As an enterprise architect, his interests include translating business drivers and goals into architecture principles and requirements. Lastly, he is interested in finding relationships between business and IT: how business decisions affect IT and how IT decisions can affect businesses. As a strategic and pragmatic thinker, he architected several innovative future architectures—some of which have already been realized, and some of which are presently in progress due to their long-term nature.
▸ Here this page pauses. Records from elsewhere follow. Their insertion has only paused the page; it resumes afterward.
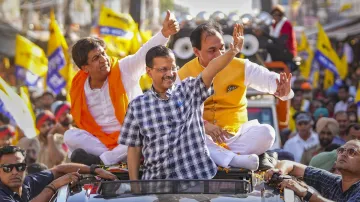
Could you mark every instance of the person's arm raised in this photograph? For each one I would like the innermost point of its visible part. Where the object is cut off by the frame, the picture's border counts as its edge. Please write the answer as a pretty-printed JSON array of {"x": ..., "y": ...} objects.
[{"x": 219, "y": 63}]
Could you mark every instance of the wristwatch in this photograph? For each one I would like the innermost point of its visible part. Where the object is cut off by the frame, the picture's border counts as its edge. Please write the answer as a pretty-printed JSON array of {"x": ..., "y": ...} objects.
[
  {"x": 92, "y": 169},
  {"x": 308, "y": 195}
]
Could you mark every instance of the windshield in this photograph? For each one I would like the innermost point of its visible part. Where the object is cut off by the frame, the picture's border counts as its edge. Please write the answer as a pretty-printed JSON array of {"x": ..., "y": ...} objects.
[{"x": 174, "y": 187}]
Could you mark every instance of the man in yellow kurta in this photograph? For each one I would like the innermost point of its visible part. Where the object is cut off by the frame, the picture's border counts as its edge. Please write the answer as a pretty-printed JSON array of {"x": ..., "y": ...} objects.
[{"x": 225, "y": 113}]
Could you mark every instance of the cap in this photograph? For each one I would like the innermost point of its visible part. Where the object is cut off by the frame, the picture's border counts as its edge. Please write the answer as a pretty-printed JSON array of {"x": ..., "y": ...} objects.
[{"x": 324, "y": 160}]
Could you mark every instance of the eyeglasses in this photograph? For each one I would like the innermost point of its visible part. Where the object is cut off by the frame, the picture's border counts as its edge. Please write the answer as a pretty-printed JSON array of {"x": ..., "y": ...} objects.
[
  {"x": 7, "y": 168},
  {"x": 164, "y": 69},
  {"x": 350, "y": 152}
]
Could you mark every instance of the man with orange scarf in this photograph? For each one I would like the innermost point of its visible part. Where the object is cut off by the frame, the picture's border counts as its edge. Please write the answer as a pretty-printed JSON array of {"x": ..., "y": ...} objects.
[{"x": 100, "y": 93}]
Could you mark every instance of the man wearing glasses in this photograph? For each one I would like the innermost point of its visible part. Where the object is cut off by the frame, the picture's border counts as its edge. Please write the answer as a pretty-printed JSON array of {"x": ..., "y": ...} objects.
[
  {"x": 344, "y": 187},
  {"x": 15, "y": 187}
]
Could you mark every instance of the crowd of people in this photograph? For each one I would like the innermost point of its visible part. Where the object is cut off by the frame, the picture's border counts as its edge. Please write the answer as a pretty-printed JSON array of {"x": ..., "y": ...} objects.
[{"x": 187, "y": 124}]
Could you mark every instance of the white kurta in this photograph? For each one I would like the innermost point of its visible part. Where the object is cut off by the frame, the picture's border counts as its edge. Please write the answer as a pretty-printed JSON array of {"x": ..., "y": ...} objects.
[{"x": 100, "y": 106}]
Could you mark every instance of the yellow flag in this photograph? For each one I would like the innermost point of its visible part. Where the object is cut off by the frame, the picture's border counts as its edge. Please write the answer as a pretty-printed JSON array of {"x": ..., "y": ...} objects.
[
  {"x": 30, "y": 61},
  {"x": 18, "y": 109},
  {"x": 307, "y": 55},
  {"x": 119, "y": 31},
  {"x": 60, "y": 72},
  {"x": 327, "y": 56}
]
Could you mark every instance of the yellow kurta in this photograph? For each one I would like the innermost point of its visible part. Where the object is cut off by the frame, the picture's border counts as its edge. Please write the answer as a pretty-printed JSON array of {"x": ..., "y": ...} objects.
[{"x": 227, "y": 107}]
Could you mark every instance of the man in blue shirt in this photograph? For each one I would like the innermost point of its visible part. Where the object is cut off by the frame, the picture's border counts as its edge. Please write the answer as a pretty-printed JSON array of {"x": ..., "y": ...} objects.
[
  {"x": 38, "y": 187},
  {"x": 344, "y": 187}
]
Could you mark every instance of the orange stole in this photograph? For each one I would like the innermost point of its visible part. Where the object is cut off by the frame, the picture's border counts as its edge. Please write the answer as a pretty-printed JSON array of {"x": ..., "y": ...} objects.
[{"x": 81, "y": 114}]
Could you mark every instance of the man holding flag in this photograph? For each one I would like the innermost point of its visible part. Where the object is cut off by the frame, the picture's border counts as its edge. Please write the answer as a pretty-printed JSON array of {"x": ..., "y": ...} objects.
[{"x": 100, "y": 93}]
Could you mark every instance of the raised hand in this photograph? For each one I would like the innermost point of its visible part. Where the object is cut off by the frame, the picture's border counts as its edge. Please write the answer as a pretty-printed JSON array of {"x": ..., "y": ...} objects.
[
  {"x": 283, "y": 85},
  {"x": 170, "y": 25},
  {"x": 238, "y": 37}
]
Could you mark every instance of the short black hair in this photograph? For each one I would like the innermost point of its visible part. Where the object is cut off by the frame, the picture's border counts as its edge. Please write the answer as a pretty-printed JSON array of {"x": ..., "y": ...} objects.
[
  {"x": 331, "y": 147},
  {"x": 36, "y": 167},
  {"x": 82, "y": 47},
  {"x": 11, "y": 150},
  {"x": 340, "y": 113},
  {"x": 210, "y": 28},
  {"x": 356, "y": 126},
  {"x": 345, "y": 87},
  {"x": 157, "y": 51}
]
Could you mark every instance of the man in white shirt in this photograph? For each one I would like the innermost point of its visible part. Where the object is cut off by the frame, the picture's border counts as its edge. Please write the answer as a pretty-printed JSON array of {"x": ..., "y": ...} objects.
[
  {"x": 304, "y": 139},
  {"x": 345, "y": 99},
  {"x": 100, "y": 93}
]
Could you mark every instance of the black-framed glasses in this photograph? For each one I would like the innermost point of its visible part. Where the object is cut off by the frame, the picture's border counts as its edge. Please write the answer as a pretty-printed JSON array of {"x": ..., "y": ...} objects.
[
  {"x": 349, "y": 151},
  {"x": 164, "y": 69},
  {"x": 7, "y": 168}
]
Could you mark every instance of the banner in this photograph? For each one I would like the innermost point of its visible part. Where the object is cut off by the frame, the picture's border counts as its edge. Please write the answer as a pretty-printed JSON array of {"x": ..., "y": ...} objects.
[
  {"x": 357, "y": 100},
  {"x": 30, "y": 61},
  {"x": 18, "y": 109},
  {"x": 307, "y": 55},
  {"x": 61, "y": 72},
  {"x": 325, "y": 55}
]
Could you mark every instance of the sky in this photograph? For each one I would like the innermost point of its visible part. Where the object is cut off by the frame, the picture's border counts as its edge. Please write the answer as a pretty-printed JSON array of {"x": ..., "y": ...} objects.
[{"x": 226, "y": 6}]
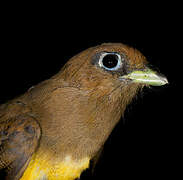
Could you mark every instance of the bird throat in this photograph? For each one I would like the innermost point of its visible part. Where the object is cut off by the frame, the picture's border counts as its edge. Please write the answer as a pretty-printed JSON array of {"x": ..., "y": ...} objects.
[{"x": 42, "y": 168}]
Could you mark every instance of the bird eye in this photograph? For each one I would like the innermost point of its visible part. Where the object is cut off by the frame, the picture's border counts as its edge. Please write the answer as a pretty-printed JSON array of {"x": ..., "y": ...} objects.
[{"x": 110, "y": 61}]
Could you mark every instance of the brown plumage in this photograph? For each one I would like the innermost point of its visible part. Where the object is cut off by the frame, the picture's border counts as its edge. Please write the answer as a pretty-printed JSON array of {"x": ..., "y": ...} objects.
[{"x": 72, "y": 113}]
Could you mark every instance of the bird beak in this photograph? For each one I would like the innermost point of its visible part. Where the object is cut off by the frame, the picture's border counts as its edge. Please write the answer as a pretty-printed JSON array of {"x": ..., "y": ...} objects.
[{"x": 146, "y": 76}]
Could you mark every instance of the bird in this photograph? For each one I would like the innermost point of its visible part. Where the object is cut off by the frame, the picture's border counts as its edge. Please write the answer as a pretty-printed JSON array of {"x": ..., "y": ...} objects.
[{"x": 58, "y": 126}]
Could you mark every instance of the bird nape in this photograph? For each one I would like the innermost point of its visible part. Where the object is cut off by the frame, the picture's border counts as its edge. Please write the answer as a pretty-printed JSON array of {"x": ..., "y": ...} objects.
[{"x": 55, "y": 129}]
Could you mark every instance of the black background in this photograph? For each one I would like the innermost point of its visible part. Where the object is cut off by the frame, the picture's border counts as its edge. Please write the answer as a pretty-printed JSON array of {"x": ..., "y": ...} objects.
[{"x": 37, "y": 42}]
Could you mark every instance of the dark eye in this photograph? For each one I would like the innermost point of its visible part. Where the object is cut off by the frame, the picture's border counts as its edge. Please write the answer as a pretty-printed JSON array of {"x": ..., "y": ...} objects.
[{"x": 110, "y": 61}]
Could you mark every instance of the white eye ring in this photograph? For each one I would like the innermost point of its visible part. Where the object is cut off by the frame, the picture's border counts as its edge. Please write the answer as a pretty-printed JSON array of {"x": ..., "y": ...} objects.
[{"x": 116, "y": 67}]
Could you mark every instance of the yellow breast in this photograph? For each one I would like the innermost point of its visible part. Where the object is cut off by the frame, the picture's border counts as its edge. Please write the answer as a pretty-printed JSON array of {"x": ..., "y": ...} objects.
[{"x": 68, "y": 169}]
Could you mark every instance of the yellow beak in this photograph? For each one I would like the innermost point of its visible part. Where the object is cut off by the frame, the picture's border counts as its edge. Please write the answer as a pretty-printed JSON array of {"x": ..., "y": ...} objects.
[{"x": 147, "y": 76}]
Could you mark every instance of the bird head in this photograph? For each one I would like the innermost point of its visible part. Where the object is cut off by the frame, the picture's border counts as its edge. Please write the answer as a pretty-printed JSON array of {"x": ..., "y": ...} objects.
[
  {"x": 111, "y": 65},
  {"x": 106, "y": 78}
]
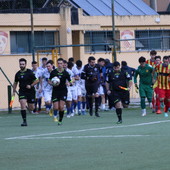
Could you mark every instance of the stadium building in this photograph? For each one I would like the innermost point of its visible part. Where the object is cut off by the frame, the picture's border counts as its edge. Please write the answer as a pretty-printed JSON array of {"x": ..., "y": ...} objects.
[{"x": 139, "y": 29}]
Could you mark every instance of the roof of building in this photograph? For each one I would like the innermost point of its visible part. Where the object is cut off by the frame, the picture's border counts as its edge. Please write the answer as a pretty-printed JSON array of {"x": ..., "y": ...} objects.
[{"x": 122, "y": 7}]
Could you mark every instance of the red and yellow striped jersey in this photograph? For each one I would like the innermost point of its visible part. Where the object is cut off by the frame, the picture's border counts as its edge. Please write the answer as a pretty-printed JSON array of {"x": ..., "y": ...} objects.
[
  {"x": 151, "y": 62},
  {"x": 163, "y": 77}
]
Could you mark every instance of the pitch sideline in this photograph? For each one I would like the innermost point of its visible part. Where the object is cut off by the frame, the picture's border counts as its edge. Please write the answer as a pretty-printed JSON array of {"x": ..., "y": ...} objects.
[{"x": 85, "y": 130}]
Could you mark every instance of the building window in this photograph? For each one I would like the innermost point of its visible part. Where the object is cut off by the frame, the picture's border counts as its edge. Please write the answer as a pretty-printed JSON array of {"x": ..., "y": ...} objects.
[
  {"x": 21, "y": 40},
  {"x": 97, "y": 37},
  {"x": 152, "y": 39}
]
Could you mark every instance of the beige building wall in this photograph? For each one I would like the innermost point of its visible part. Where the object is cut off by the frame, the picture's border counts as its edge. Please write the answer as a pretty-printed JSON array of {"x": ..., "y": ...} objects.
[
  {"x": 74, "y": 34},
  {"x": 162, "y": 5}
]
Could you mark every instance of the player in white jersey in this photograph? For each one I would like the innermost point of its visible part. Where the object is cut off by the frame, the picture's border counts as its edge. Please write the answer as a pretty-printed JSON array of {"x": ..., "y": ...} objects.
[
  {"x": 72, "y": 89},
  {"x": 47, "y": 88},
  {"x": 38, "y": 88},
  {"x": 81, "y": 91}
]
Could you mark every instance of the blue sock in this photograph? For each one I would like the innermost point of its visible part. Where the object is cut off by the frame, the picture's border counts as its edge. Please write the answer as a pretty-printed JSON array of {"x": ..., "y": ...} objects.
[
  {"x": 55, "y": 112},
  {"x": 79, "y": 105}
]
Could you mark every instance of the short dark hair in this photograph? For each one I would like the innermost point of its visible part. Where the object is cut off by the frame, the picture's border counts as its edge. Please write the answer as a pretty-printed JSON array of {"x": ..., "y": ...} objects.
[
  {"x": 101, "y": 59},
  {"x": 157, "y": 57},
  {"x": 91, "y": 58},
  {"x": 70, "y": 65},
  {"x": 50, "y": 62},
  {"x": 23, "y": 59},
  {"x": 79, "y": 63},
  {"x": 60, "y": 59},
  {"x": 44, "y": 59},
  {"x": 64, "y": 61},
  {"x": 34, "y": 62},
  {"x": 142, "y": 59},
  {"x": 165, "y": 57},
  {"x": 153, "y": 52},
  {"x": 71, "y": 59},
  {"x": 124, "y": 63},
  {"x": 116, "y": 63}
]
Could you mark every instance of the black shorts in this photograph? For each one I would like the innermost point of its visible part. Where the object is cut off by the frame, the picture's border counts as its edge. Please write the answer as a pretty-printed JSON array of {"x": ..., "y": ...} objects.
[
  {"x": 58, "y": 95},
  {"x": 92, "y": 88},
  {"x": 28, "y": 95},
  {"x": 123, "y": 96}
]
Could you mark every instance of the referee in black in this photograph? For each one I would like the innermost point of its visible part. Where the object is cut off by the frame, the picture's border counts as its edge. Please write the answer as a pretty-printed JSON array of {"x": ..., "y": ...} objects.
[
  {"x": 26, "y": 79},
  {"x": 118, "y": 85},
  {"x": 91, "y": 73}
]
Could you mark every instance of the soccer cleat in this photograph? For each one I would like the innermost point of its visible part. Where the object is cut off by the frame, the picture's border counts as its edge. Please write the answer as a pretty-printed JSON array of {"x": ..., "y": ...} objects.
[
  {"x": 24, "y": 124},
  {"x": 97, "y": 115},
  {"x": 68, "y": 116},
  {"x": 72, "y": 114},
  {"x": 91, "y": 112},
  {"x": 143, "y": 112},
  {"x": 51, "y": 112},
  {"x": 59, "y": 123},
  {"x": 162, "y": 105},
  {"x": 119, "y": 122},
  {"x": 166, "y": 114},
  {"x": 79, "y": 112},
  {"x": 83, "y": 112},
  {"x": 158, "y": 112},
  {"x": 150, "y": 105},
  {"x": 55, "y": 119}
]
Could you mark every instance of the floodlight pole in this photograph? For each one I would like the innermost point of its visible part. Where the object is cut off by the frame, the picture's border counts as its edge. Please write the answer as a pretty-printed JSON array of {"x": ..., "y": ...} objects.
[
  {"x": 32, "y": 31},
  {"x": 114, "y": 58}
]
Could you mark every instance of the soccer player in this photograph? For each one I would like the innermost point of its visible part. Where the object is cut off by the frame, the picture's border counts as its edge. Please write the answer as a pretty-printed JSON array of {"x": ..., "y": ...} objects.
[
  {"x": 151, "y": 61},
  {"x": 38, "y": 88},
  {"x": 27, "y": 80},
  {"x": 91, "y": 75},
  {"x": 47, "y": 88},
  {"x": 81, "y": 91},
  {"x": 102, "y": 87},
  {"x": 156, "y": 101},
  {"x": 163, "y": 79},
  {"x": 59, "y": 92},
  {"x": 145, "y": 72},
  {"x": 118, "y": 84}
]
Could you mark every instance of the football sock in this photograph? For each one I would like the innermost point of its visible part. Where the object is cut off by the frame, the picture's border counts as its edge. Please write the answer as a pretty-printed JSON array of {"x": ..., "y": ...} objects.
[
  {"x": 68, "y": 110},
  {"x": 79, "y": 105},
  {"x": 23, "y": 114},
  {"x": 35, "y": 104},
  {"x": 39, "y": 104},
  {"x": 90, "y": 101},
  {"x": 83, "y": 105},
  {"x": 119, "y": 113},
  {"x": 96, "y": 104},
  {"x": 55, "y": 113},
  {"x": 61, "y": 114},
  {"x": 143, "y": 105}
]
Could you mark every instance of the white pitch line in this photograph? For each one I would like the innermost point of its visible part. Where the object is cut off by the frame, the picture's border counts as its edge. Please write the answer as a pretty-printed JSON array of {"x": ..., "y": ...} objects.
[
  {"x": 85, "y": 130},
  {"x": 82, "y": 137}
]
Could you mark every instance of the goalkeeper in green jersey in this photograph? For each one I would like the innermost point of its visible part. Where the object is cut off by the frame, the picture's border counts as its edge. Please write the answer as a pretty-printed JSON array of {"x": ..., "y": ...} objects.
[{"x": 145, "y": 72}]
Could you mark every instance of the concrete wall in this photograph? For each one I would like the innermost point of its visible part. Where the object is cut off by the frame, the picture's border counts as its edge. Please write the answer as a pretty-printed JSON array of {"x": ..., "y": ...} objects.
[{"x": 73, "y": 34}]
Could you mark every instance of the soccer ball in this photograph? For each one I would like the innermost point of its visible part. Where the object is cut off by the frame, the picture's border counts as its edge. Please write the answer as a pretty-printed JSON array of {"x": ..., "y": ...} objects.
[{"x": 55, "y": 81}]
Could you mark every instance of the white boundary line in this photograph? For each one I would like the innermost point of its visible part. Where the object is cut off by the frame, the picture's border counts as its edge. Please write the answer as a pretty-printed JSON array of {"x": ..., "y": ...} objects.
[
  {"x": 83, "y": 137},
  {"x": 85, "y": 130}
]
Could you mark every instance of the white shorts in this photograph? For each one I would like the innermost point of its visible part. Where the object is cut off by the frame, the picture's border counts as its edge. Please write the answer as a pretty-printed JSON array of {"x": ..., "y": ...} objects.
[
  {"x": 72, "y": 94},
  {"x": 100, "y": 90},
  {"x": 38, "y": 94},
  {"x": 47, "y": 95}
]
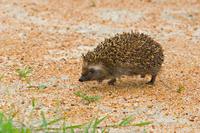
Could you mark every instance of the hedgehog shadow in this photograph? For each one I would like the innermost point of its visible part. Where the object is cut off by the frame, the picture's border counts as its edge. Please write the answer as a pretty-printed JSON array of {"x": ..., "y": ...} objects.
[{"x": 130, "y": 84}]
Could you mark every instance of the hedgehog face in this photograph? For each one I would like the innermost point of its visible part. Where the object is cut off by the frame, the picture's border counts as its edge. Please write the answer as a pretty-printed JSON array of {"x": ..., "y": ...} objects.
[{"x": 93, "y": 72}]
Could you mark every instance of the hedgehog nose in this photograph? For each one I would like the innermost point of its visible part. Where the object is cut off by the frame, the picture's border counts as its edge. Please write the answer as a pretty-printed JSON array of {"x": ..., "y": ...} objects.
[{"x": 81, "y": 80}]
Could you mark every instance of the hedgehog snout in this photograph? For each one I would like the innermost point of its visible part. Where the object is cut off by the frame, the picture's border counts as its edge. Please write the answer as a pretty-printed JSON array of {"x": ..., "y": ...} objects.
[{"x": 82, "y": 79}]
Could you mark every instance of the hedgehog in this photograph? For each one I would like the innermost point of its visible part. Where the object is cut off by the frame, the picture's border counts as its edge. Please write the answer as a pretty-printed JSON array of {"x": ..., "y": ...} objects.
[{"x": 127, "y": 53}]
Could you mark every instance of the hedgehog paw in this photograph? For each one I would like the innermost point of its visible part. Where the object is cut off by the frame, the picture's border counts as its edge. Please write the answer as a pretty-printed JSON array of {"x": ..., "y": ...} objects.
[
  {"x": 112, "y": 82},
  {"x": 142, "y": 76}
]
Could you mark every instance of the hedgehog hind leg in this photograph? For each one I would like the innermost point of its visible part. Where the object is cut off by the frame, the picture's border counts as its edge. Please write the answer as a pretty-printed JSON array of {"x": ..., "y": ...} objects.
[
  {"x": 112, "y": 81},
  {"x": 153, "y": 78}
]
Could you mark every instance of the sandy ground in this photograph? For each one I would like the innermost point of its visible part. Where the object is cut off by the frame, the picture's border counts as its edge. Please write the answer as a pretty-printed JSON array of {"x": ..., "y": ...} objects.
[{"x": 50, "y": 36}]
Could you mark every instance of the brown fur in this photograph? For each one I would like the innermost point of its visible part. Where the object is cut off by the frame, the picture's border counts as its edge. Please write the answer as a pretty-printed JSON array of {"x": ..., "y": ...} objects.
[{"x": 125, "y": 54}]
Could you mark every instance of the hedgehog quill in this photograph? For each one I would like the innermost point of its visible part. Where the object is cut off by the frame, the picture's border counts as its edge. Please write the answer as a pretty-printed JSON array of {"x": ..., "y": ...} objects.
[{"x": 128, "y": 54}]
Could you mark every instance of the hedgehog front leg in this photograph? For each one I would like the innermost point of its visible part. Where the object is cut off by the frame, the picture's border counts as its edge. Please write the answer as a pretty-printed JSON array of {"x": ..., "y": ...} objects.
[
  {"x": 112, "y": 81},
  {"x": 142, "y": 75},
  {"x": 153, "y": 78}
]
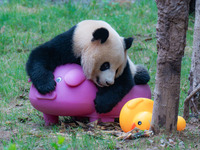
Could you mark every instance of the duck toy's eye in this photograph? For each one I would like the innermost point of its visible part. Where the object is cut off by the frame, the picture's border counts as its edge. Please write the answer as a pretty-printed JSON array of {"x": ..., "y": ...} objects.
[
  {"x": 139, "y": 122},
  {"x": 59, "y": 79}
]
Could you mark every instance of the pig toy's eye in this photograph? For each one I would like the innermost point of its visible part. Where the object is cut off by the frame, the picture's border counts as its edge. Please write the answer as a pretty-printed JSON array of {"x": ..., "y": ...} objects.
[{"x": 59, "y": 79}]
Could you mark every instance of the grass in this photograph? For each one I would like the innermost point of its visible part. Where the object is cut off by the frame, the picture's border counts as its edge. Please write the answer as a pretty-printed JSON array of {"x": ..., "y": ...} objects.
[{"x": 25, "y": 24}]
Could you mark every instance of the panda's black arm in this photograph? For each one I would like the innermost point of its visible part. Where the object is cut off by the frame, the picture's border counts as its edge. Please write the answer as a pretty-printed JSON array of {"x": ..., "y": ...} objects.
[
  {"x": 45, "y": 58},
  {"x": 108, "y": 97}
]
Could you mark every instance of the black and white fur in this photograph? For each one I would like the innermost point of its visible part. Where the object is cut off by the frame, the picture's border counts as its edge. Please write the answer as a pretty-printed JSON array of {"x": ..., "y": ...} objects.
[{"x": 101, "y": 52}]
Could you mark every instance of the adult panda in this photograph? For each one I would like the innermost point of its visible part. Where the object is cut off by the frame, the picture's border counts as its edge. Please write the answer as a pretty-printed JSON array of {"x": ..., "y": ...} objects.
[{"x": 101, "y": 52}]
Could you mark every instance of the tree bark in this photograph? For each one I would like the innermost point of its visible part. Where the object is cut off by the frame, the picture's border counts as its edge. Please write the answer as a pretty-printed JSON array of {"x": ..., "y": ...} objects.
[
  {"x": 195, "y": 68},
  {"x": 171, "y": 40}
]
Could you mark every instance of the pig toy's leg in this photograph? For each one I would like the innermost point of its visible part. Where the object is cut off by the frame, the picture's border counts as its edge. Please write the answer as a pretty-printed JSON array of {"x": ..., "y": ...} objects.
[
  {"x": 107, "y": 119},
  {"x": 50, "y": 119}
]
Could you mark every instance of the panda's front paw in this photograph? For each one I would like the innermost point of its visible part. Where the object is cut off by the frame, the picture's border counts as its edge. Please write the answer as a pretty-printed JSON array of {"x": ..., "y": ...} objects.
[{"x": 101, "y": 107}]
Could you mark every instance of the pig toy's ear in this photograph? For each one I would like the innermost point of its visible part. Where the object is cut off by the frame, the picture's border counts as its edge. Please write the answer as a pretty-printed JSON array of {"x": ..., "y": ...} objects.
[{"x": 74, "y": 77}]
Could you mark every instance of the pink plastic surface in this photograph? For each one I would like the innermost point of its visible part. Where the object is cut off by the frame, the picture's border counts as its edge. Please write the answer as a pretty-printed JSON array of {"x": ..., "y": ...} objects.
[{"x": 74, "y": 96}]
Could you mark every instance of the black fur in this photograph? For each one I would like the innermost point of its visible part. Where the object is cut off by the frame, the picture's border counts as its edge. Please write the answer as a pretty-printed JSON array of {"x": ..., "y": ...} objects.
[
  {"x": 59, "y": 51},
  {"x": 128, "y": 42},
  {"x": 108, "y": 97},
  {"x": 100, "y": 34},
  {"x": 44, "y": 59}
]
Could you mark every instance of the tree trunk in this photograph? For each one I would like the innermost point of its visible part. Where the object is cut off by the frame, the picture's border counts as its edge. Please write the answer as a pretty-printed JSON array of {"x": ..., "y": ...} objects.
[
  {"x": 195, "y": 68},
  {"x": 171, "y": 40}
]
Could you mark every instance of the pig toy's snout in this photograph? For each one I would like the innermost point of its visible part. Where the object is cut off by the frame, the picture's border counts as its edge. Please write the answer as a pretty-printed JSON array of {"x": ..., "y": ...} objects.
[{"x": 74, "y": 77}]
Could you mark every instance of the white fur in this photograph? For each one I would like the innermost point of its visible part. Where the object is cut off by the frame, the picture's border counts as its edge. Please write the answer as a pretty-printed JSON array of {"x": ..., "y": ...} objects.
[{"x": 94, "y": 54}]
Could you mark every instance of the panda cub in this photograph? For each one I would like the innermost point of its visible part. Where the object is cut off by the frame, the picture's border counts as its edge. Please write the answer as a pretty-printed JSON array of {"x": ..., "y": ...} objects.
[{"x": 101, "y": 52}]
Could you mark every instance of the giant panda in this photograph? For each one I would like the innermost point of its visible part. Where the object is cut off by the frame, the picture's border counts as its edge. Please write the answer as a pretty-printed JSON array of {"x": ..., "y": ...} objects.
[{"x": 101, "y": 52}]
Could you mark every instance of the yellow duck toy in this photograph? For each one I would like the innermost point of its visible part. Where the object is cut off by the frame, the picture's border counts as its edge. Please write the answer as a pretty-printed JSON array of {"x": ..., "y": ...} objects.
[{"x": 138, "y": 113}]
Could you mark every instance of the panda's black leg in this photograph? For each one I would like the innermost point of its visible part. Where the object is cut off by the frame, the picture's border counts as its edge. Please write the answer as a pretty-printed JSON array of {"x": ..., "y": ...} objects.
[
  {"x": 108, "y": 97},
  {"x": 142, "y": 75}
]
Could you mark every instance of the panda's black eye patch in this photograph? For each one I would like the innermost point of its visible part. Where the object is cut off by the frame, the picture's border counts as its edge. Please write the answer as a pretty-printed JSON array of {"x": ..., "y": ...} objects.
[{"x": 105, "y": 66}]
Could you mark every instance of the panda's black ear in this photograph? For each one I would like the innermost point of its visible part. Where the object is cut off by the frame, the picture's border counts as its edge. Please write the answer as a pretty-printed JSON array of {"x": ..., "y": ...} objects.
[
  {"x": 100, "y": 34},
  {"x": 128, "y": 42}
]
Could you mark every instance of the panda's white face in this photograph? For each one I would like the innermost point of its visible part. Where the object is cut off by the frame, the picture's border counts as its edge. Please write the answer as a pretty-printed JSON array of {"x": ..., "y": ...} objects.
[{"x": 102, "y": 51}]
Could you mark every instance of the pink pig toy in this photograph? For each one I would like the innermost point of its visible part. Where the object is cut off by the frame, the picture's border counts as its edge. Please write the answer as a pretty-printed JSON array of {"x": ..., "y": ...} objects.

Roger’s work with Hewlett Packard Enterprise has been as an Enterprise and Solution Architect, where he led many projects for Digital Transformation and Enterprise Application Transformation. His recent work involved being the Lead Architect for many projects in a large-scale business and IT transformation program, acting as strategic advisor for the program board, and providing advice about integration strategy and principles. Roger is also responsible for strategic architecture and governance principles of a Global Service Bus in a challenging multi-national environment where central governance was not possible.

Further expertise with a wide range of business capabilities includes but is not limited to the following: Billing, CRM, Retail, Credit Management, Product and Offer Management, Service Provisioning, Business Process Management, Lead Management, Sales and Ordering, and Order Fulfillment.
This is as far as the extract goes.